“Griffin.”
“Yeah.”
“I am glad you let me see it.”
He looks at me.
“Okay,” he says.
“Okay.”
“Thank you for…“
“Don’t thank me.”
“Right.”
“Pick a different word.”
“Okay.”
He smiles a little. It is the first smile I have seen from him tonight. The smile is small and his face is still wet and the smile is for me.
“Stay,” he says.
“What.”
He almost laughs.
“That’s my line. Usually.”
“It is.”
“You’ve been the one telling me you would stay. Last week you stayed at mine. I am at yours. I want to stay. I want to stay tonight. In your bed. In your apartment. We can figure out tomorrow tomorrow.

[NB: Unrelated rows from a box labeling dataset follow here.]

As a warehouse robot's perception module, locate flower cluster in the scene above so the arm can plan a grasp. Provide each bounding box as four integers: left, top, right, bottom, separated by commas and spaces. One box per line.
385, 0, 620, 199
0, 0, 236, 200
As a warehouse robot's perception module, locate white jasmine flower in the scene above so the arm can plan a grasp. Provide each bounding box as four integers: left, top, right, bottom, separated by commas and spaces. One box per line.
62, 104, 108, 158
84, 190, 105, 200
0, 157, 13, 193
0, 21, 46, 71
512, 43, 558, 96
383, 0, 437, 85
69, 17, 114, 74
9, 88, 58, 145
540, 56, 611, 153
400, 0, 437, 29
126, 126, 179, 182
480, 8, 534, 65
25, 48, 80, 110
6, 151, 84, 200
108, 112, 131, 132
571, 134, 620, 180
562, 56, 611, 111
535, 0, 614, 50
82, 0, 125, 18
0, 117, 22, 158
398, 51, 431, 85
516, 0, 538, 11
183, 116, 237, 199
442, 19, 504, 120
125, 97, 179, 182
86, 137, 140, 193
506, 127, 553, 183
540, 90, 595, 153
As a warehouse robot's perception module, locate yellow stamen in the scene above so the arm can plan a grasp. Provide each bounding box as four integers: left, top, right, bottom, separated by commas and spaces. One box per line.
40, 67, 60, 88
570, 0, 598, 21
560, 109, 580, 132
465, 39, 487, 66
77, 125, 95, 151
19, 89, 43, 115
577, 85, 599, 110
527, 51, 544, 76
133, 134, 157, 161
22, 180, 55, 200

Tonight let me stay.”
I look at him.
“Okay.”
“Okay.”
“I’ll let you stay.”
“Okay.”
He closes his eyes. His hand is still in mine. His face is still wet. The lamp is still on — going to stay on, because if I get up to turn it off he’ll move, and I don’t want him to move. I lie there. I lie there and I think about what just happened. I let it stay what it is. Not analyzed. Just the thing that just happened, in my bed, in my apartment, at ten-something at night with a man whose face was wet and whose hand is in mine. He’s breathing slow. He’s asleep. Asleep with his hand in mine and his face still wet. I look at him for a long time and don’t move.

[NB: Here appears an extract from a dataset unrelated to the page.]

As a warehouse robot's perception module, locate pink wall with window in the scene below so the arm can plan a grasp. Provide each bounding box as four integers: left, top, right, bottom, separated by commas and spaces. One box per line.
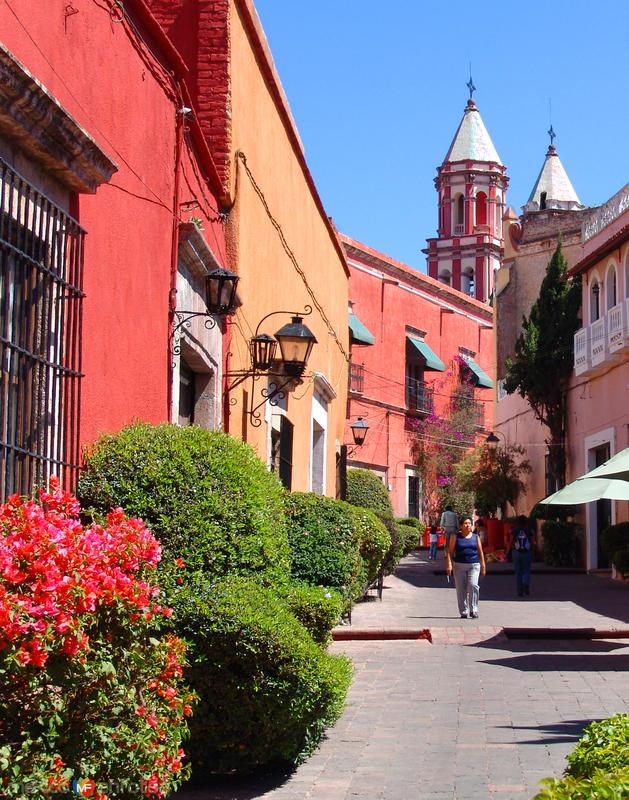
341, 236, 495, 516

He stays. He doesn’t leave at one. Doesn’t leave at four. Doesn’t leave. He sleeps in my bed, his hand in mine until at some point in the night his hand falls away and I let it fall. I sleep. When I wake up at five-thirty he is on his side facing me and his eyes are open.
“Hi,” he says.
“Hi.”
“I stayed.”
“You did.”
“Okay.”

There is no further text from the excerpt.